Facebook CEO Mark Zuckerberg said on Saturday that social media companies need regulations from governments in order to deal with the increasing amount of harmful content online.

Speaking at the Munich Security Conference in Germany, Zuckerberg said, “Even if I’m not going to agree with every regulation in the near term, I do think it’s going to be the thing that helps creates trust and better governance of the internet and will benefit everyone, including us over the long term.”

“In the absence of that kind of regulation, we will continue doing our best, we are going to build up the muscle to do it, to basically find stuff as proactively as possible,” Zuckerberg added.

Zuckerberg said content published on Facebook cannot be controlled to the same extent as content that appears in other media like newspapers because of the large volume of content published every day.

“Right now there are two frameworks that I think people have for existing industries – there’s newspapers and existing media, and then there’s the telco-type model, which is ‘the data just flows through you’, but you’re not going to hold a telco responsible if someone says something harmful on a phone line,” he said.

With about 100 billion posts published on Facebook daily, Zuckerberg says that it is “simply not possible to have some kind of human editor responsible to check each one”.

Acknowledging Facebook’s position as something between a telecommunication company and a newspaper, Zuckerberg suggested that some kind of third regulatory system is required, potentially a mix of existing rules for telecommunication and media companies.

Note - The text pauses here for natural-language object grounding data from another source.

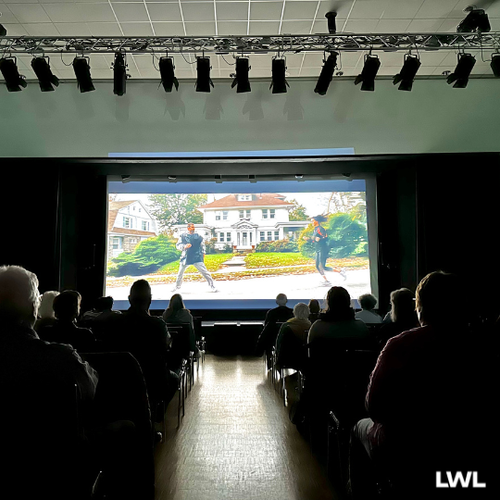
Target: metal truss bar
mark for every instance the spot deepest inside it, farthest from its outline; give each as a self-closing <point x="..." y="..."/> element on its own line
<point x="280" y="45"/>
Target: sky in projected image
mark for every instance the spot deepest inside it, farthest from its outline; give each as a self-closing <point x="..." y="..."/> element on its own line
<point x="258" y="241"/>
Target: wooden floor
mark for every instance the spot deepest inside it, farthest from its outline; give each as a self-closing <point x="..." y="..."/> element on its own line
<point x="236" y="441"/>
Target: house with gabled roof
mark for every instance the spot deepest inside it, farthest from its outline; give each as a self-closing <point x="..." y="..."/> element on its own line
<point x="246" y="219"/>
<point x="129" y="223"/>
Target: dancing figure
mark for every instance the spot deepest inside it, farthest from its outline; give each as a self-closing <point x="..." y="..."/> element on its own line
<point x="193" y="253"/>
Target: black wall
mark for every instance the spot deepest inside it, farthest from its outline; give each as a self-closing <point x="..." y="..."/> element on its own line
<point x="434" y="212"/>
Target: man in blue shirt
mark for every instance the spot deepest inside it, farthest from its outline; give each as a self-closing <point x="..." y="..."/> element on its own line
<point x="193" y="253"/>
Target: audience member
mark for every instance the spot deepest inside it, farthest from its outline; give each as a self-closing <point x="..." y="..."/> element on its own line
<point x="147" y="339"/>
<point x="338" y="321"/>
<point x="279" y="314"/>
<point x="46" y="314"/>
<point x="403" y="316"/>
<point x="367" y="314"/>
<point x="292" y="338"/>
<point x="64" y="330"/>
<point x="177" y="313"/>
<point x="426" y="385"/>
<point x="37" y="380"/>
<point x="314" y="310"/>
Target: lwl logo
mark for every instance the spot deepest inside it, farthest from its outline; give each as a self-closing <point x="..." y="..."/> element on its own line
<point x="454" y="479"/>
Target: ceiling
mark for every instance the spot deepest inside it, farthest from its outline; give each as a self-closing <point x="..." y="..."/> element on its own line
<point x="240" y="17"/>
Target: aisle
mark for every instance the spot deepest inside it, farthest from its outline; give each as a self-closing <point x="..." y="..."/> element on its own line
<point x="236" y="441"/>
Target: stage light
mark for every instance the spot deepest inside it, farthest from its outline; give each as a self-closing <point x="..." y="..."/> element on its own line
<point x="332" y="27"/>
<point x="278" y="82"/>
<point x="241" y="79"/>
<point x="326" y="74"/>
<point x="461" y="74"/>
<point x="119" y="74"/>
<point x="167" y="74"/>
<point x="81" y="68"/>
<point x="13" y="80"/>
<point x="408" y="72"/>
<point x="46" y="78"/>
<point x="495" y="64"/>
<point x="477" y="19"/>
<point x="203" y="80"/>
<point x="368" y="74"/>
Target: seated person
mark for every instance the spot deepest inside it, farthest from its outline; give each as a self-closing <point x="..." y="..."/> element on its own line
<point x="280" y="314"/>
<point x="46" y="314"/>
<point x="292" y="338"/>
<point x="147" y="339"/>
<point x="96" y="318"/>
<point x="427" y="382"/>
<point x="367" y="314"/>
<point x="403" y="316"/>
<point x="177" y="313"/>
<point x="314" y="310"/>
<point x="42" y="453"/>
<point x="338" y="322"/>
<point x="64" y="330"/>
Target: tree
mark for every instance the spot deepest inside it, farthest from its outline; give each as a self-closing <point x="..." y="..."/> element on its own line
<point x="172" y="209"/>
<point x="297" y="212"/>
<point x="148" y="257"/>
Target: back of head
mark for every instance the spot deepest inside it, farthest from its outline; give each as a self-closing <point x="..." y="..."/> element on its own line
<point x="18" y="296"/>
<point x="140" y="294"/>
<point x="281" y="299"/>
<point x="339" y="304"/>
<point x="436" y="298"/>
<point x="46" y="308"/>
<point x="104" y="303"/>
<point x="301" y="311"/>
<point x="367" y="301"/>
<point x="403" y="306"/>
<point x="67" y="305"/>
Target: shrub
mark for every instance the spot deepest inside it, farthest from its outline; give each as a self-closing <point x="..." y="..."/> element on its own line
<point x="279" y="246"/>
<point x="148" y="257"/>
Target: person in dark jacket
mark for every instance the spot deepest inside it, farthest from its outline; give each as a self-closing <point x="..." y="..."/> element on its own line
<point x="193" y="253"/>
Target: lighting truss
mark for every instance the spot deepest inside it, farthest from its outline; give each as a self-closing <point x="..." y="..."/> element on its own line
<point x="251" y="44"/>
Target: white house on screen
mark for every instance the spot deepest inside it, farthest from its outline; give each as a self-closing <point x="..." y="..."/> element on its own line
<point x="245" y="220"/>
<point x="129" y="223"/>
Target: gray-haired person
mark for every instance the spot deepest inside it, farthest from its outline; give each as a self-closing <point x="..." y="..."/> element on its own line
<point x="193" y="253"/>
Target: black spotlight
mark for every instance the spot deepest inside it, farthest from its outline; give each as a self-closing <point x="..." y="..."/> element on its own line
<point x="167" y="74"/>
<point x="241" y="79"/>
<point x="81" y="68"/>
<point x="368" y="74"/>
<point x="477" y="19"/>
<point x="119" y="74"/>
<point x="13" y="80"/>
<point x="326" y="74"/>
<point x="45" y="77"/>
<point x="408" y="72"/>
<point x="461" y="74"/>
<point x="332" y="26"/>
<point x="203" y="80"/>
<point x="278" y="82"/>
<point x="495" y="64"/>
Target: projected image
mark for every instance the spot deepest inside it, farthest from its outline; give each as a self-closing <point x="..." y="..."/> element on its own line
<point x="238" y="245"/>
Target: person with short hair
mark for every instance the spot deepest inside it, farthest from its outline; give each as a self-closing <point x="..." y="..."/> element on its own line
<point x="32" y="374"/>
<point x="367" y="301"/>
<point x="65" y="330"/>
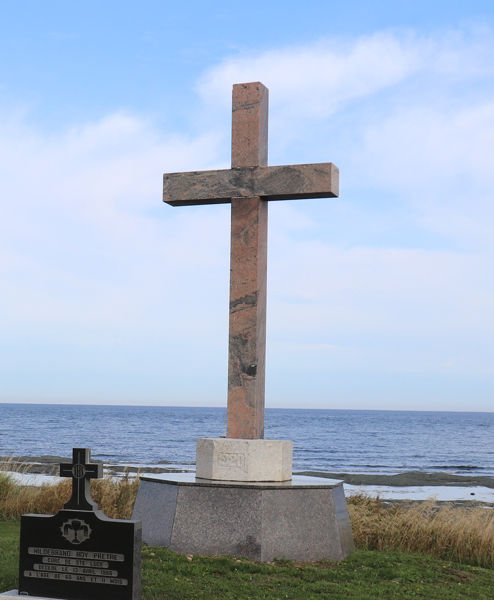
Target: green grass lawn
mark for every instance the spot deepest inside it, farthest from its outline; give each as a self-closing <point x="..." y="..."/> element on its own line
<point x="365" y="575"/>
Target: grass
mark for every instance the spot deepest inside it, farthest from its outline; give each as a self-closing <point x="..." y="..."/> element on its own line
<point x="115" y="497"/>
<point x="463" y="534"/>
<point x="364" y="575"/>
<point x="416" y="550"/>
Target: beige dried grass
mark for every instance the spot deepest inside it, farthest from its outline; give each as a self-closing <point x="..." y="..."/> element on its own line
<point x="115" y="497"/>
<point x="461" y="533"/>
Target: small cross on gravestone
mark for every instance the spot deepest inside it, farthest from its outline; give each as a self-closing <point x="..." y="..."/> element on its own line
<point x="248" y="186"/>
<point x="80" y="553"/>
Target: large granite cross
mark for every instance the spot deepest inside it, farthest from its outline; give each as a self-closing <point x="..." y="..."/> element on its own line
<point x="248" y="185"/>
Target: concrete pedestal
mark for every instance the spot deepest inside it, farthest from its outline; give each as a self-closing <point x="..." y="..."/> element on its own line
<point x="302" y="519"/>
<point x="228" y="459"/>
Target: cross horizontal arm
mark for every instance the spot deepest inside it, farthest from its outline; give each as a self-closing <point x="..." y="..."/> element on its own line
<point x="291" y="182"/>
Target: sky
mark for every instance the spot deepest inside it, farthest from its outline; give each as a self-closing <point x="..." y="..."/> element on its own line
<point x="382" y="298"/>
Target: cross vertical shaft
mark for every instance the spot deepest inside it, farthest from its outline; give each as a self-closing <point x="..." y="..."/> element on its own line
<point x="248" y="269"/>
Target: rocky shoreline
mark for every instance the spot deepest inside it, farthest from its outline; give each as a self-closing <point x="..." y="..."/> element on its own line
<point x="49" y="465"/>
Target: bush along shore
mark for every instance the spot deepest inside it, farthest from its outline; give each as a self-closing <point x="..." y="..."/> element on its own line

Stopping the spread of false information

In recent years, social media companies like Facebook have had to deal with increasing public pressure to stop the spread of false information on their platforms. The social media giant has had to deal with the fallout from Russian interference in the 2016 US presidential elections, as well as the Cambridge Analytica scandal in 2018, which led to the launch of antitrust investigations into the company in 2019.

The company launched new political advertising policies in the US in 2018, which required political ads to display who had paid for them.

Speaking at the Munich Security Conference, Zuckerberg admitted that Facebook had been slow to recognize how domestic and foreign actors were interfering in elections. He added that malicious actors were becoming more sophisticated in covering their tracks by masking the IP addresses of users.

Zuckerberg affirmed that Facebook has improved its work countering election interference by employing a team of 35,000 people to review online content and implement security measures.

Zuckerberg said that these employees, with the help of AI, currently suspend more than a million fake accounts every day.

“Our budget [for content review] is bigger today than the whole revenue of the company when we went public in 2012, when we had a billion users,” he said.